Review: Cirque Du Soleil – OVO Dazzles Once Again
I’ll come out and say it. I’m a Cirque du Soleil junkie. I’ve been to four shows now, two in Vegas, and a couple at the Grand Chapiteau set up on the United Center’s Lot K parking lot. Each has been different from the last, while maintaining certain qualities that I have come to expect from the world-renowned circus created back in 1984 by two street performers in Montreal, Canada.
OVO was written and directed by Deborah Colker, the first female to do both for a Cirque du Soleil production. Over 1.5 million fans have seen the show named for the Portuguese word for ‘egg’ since it debuted in 2009.
And that’s just what people see when they walk into the tent – a huge, illuminated egg. I have since read that the egg (seen many times throughout the show in a smaller size) was meant to signify the stages/cycles of life for the show’s main characters, but to me it could have been left out entirely. Spoiler alert! It never hatched and the storyline behind it never came to fruition. I think the crowd was expecting something to pop out of it eventually, but it didn’t matter when all was said and done.
Why? Because the “insects”, played by over 54 talented artists from over 16 countries didn’t need that prop to flutter, frolic, fly, flip, and flirt their way into the audience’s hearts.
So, what did this self-proclaimed Cirque junkie think of the latest production to hit Chicago?

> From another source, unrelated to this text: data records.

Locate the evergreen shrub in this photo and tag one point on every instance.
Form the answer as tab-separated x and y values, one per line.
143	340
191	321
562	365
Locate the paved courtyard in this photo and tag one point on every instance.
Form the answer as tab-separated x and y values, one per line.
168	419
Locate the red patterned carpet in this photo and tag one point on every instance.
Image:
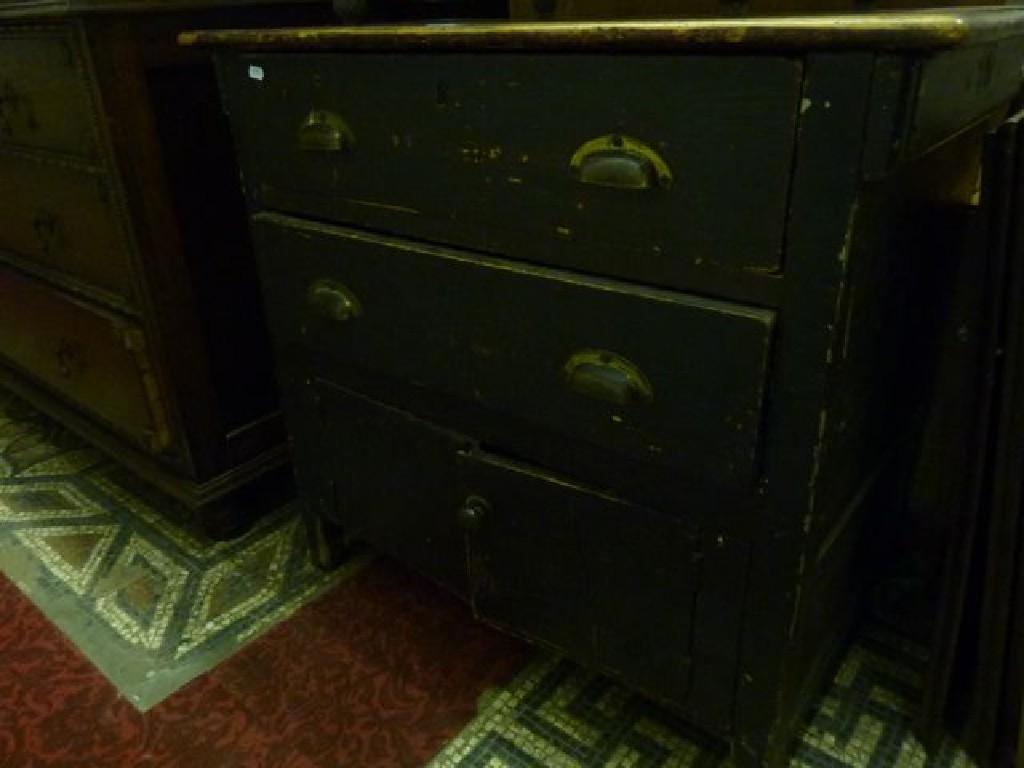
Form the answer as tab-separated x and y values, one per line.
382	671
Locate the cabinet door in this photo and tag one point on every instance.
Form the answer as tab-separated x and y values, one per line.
611	584
390	478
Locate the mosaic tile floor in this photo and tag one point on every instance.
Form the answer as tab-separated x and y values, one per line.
142	593
558	716
154	604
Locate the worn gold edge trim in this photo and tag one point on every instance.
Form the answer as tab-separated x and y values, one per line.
912	30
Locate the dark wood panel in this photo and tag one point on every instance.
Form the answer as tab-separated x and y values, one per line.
45	98
389	478
458	154
636	371
68	220
587	573
95	359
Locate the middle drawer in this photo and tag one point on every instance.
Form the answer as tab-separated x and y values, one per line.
655	376
65	219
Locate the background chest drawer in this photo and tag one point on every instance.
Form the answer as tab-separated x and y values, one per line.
44	94
95	360
653	376
647	168
64	219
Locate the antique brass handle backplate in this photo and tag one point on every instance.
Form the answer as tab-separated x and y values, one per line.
324	131
605	376
622	163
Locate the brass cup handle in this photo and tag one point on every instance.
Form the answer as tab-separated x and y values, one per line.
622	163
472	513
69	358
333	300
605	376
48	229
11	101
324	131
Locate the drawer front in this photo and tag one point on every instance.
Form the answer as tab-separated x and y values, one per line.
45	100
649	375
607	582
64	219
611	584
648	168
386	477
93	359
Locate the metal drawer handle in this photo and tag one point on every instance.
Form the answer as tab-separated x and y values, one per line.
49	231
605	376
473	512
69	358
333	300
324	131
13	101
622	163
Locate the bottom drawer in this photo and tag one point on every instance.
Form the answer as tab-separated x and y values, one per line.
629	590
88	356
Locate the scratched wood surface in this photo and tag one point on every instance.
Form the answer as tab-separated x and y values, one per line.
476	153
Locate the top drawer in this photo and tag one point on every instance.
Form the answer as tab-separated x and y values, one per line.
44	92
652	168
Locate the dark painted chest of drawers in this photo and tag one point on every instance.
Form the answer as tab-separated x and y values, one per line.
616	331
128	300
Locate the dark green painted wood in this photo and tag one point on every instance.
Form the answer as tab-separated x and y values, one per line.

From the moment I spotted the bright blue and yellow tent until after I stepped out from its dark, air-conditioned interior there was a perma-smile on my face. Although I will say there were some brief times (mostly in the beginning) where I hoped things would pick up a bit. Perhaps it had a bit of a slow start, but I think that was because some of the acts were very similar to past shows I had seen. However, those feelings faded fast and my friend (who was a first-timer) was utterly entranced from beginning to end.
The costumes were amazing, the set was clever and ever-changing, and the live band/singers were truly talented. The recurring characters (usually clowns in past shows, but this time replaced by a plump ladybug, quirky mosquito, and clown-like beetle) and the storyline intertwined throughout the show were clear, cute, and approachable for all ages.
But let’s be honest. We’re all there for the performers. The trapeze artists, contortionists, and other acts that amaze, excite, and take your breath away. If you can pedal your unicycle with your hands upside down on a slack wire while wearing fuzzy spider attire, you’ve got my full attention. Or if you can hang from a rope while performing an aerial pas de deux with nothing but a hard stage floor below you, you deserve nothing but respect. I don’t want to give too much away because part of the fun of Cirque is seeing everything unfold before your eyes, but the folks at OVO saved the best for last. The finale was awesome. Not that you would want to leave, but make sure you stay until the end. It’s second only to the finale of ‘O’ in Vegas…and a very close second at that.
The show is only in town for a couple more weeks, with the last performance on August 21. Here’s some friendly advice while choosing seats. Although it is ‘in-the-round’, the majority of acts are performed outward facing the seats in the ‘center’. Sit at least five rows back, and honestly I’d venture to say that the 200 level seating is better than the 100 level seats. My friend and I sat dead center, right behind the sound booth in section 200 row N (14-15), and they were perfect.
Overall I would highly recommend OVO to anyone, young and old (infants and young toddlers excluded). Whether you’ve seen other Cirque performances or if it’s your first time, it’s a really unique experience that has to be seen to fully appreciate and you may even become hooked, like me!